Aunque nunca la había escuchado -ningún vivo debía haberla escuchado- yo supe que esa voz era la de la vieja vieja.
            —¡Échatela a la tripa!
            La voz retumbó dentro de mi cabeza mientras mi mano húmeda de sudor sostenía la nota.
            —¡Échatela a la tripa! 
            Sin pensármelo más, la arrugué y me la metí en la boca. Le di el primer mordisco a mi nota de ladrón legendario.  Nueve pasos. Ocho pasos. Siete, seis, cinco, cuatro. No lograba imaginarme qué lado de la cara me iba a romper Bermúdez. Tres. Ya era solo una masa pastosa. Dos. Tragué. Ahora tenía la boca vacía. ¡Uno! 

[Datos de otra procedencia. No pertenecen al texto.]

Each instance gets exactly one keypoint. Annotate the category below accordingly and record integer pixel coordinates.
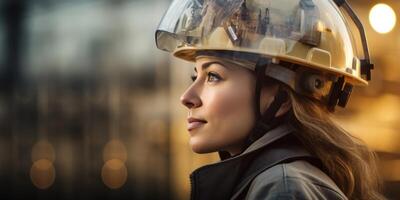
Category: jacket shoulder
(294, 180)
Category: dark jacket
(276, 166)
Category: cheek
(230, 113)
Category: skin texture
(223, 96)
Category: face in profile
(220, 104)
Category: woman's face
(220, 102)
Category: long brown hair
(345, 158)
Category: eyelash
(209, 74)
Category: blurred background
(89, 108)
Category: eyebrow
(207, 64)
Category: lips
(194, 123)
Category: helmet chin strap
(267, 120)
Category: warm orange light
(115, 149)
(42, 173)
(114, 173)
(382, 18)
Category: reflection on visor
(193, 22)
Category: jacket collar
(221, 179)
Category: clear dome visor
(308, 32)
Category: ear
(285, 107)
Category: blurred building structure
(89, 108)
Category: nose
(190, 98)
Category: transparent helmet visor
(312, 33)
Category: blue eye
(213, 77)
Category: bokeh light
(114, 149)
(382, 18)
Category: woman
(267, 76)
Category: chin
(201, 148)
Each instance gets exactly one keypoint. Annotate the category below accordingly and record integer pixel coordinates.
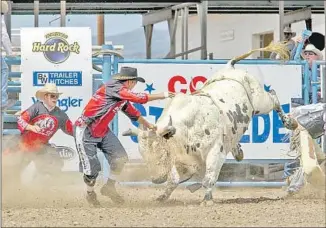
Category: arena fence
(106, 62)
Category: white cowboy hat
(48, 88)
(4, 7)
(312, 48)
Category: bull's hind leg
(214, 162)
(173, 181)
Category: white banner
(63, 56)
(265, 137)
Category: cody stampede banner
(62, 56)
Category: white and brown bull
(196, 131)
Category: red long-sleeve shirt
(105, 103)
(48, 121)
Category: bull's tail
(278, 48)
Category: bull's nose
(160, 180)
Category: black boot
(109, 190)
(91, 198)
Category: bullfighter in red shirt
(92, 130)
(37, 125)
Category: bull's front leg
(288, 122)
(214, 162)
(172, 184)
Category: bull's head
(154, 149)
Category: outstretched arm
(142, 98)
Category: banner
(62, 56)
(265, 138)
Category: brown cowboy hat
(128, 73)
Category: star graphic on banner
(267, 88)
(149, 88)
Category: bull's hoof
(194, 187)
(160, 180)
(239, 156)
(162, 198)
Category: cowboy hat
(47, 88)
(288, 30)
(312, 48)
(128, 73)
(4, 7)
(318, 40)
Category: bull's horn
(130, 132)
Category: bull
(196, 131)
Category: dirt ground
(66, 207)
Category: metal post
(106, 68)
(281, 18)
(7, 18)
(306, 79)
(114, 71)
(182, 33)
(203, 28)
(314, 82)
(63, 13)
(36, 13)
(186, 14)
(100, 30)
(324, 81)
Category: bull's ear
(130, 132)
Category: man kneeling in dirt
(37, 125)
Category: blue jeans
(4, 82)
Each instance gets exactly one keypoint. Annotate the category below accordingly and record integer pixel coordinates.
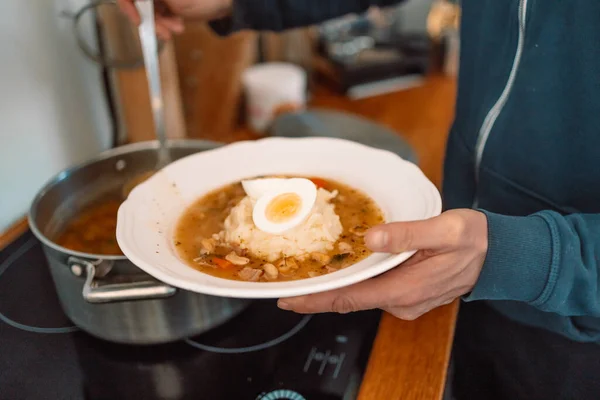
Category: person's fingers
(434, 233)
(365, 295)
(163, 32)
(128, 8)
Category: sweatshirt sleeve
(548, 260)
(279, 15)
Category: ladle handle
(95, 293)
(150, 50)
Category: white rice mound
(318, 233)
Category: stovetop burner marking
(221, 350)
(34, 329)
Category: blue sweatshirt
(524, 147)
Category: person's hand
(451, 249)
(170, 13)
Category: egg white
(268, 189)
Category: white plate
(147, 219)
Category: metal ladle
(150, 51)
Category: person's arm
(548, 260)
(278, 15)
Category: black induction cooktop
(264, 353)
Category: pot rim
(64, 174)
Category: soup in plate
(276, 229)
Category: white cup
(271, 89)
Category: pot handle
(116, 292)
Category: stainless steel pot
(108, 296)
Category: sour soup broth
(196, 243)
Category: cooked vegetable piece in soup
(277, 229)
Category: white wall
(52, 110)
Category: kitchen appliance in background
(371, 54)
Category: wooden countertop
(409, 359)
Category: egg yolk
(283, 207)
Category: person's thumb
(398, 237)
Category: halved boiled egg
(281, 204)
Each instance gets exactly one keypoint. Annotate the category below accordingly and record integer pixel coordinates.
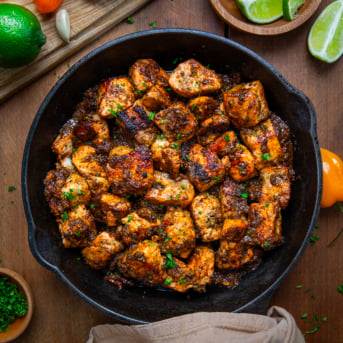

            Primero pasó el Negro y sentí como si me soplaran una enorme bocanada de aire caliente a la cara, quemaba. Luego vino Bermúdez. Así debía sentirse dentro de la caja la asistente del  mago cuando metían uno a uno los cuchillos. Luego pasó Carlos, el Enano y Oscar al final. Aún caminaban agrandados pero siguieron de largo, como si yo no existiera. 
            Sin tener que mirar, por alguna razón yo supe que en ese mismo instante la vieja vieja tenía el brazo levantado por encima de su cabeza. La ciega estaba inmóvil con su mentón muy arriba y los ojos casi blancos tan abiertos que debía parecer que se saldrían de sus orbitas.  Había una alverja verde y brillante detenida en el aire, a medio camino entre la mano de la ciega y el tazón de plástico.  La nota me bajaba despacio por el gaznate como si no me hubiera comido una bola de papel sino una babosa, una babosa grande y gorda que se deslizaba a disgusto por las paredes de mi garganta. 
            Los de quinto caminaban sin mirar atrás y a lo lejos alcancé a escuchar: 
            —¿Se desapareció? 
            —Pero si ahí estaba, ahí delante.
            —Tiene que andar todavía por ahí. 
  Y el Negro, con algo parecido al miedo en la voz, dijo:
            —A ese como que lo cuidan las brujas.
            Pero no, a mí ni las brujas me cuidan ya. He intentado hablarles, tocarlas, pero parece que su trabajo conmigo ya se acabó. Los primeros meses los pasé gritando y gritando, pero nadie me escucha desde ese día.  Con el tiempo me he ido acostumbrando a que la gente camine atravesándome, ya casi no se siente como el filo de los cuchillos del mago. Pero hay algo que todavía duele. Algo que quema aun más que haber visto a mi mamá vagando enloquecida por el mercado, preguntando día a día durante años si habían visto a su chinito, el flaquito, ese que le decían Huesitos.  Más que eso, lo que me llena de algo entre furia y melancolía es verlo ahí, en su cunita de terciopelo rojo. De tanto asumir que está ahí y que siempre va a estar, ya nadie más que yo mira el reloj dorado de doña Mechas. Me paso los días mirándolo, viendo a la gente pasar y recordando detalle a detalle ese día en que, en “el puesto de las vainas” y con una bola de papel bajándome al estomago, me volví invisible.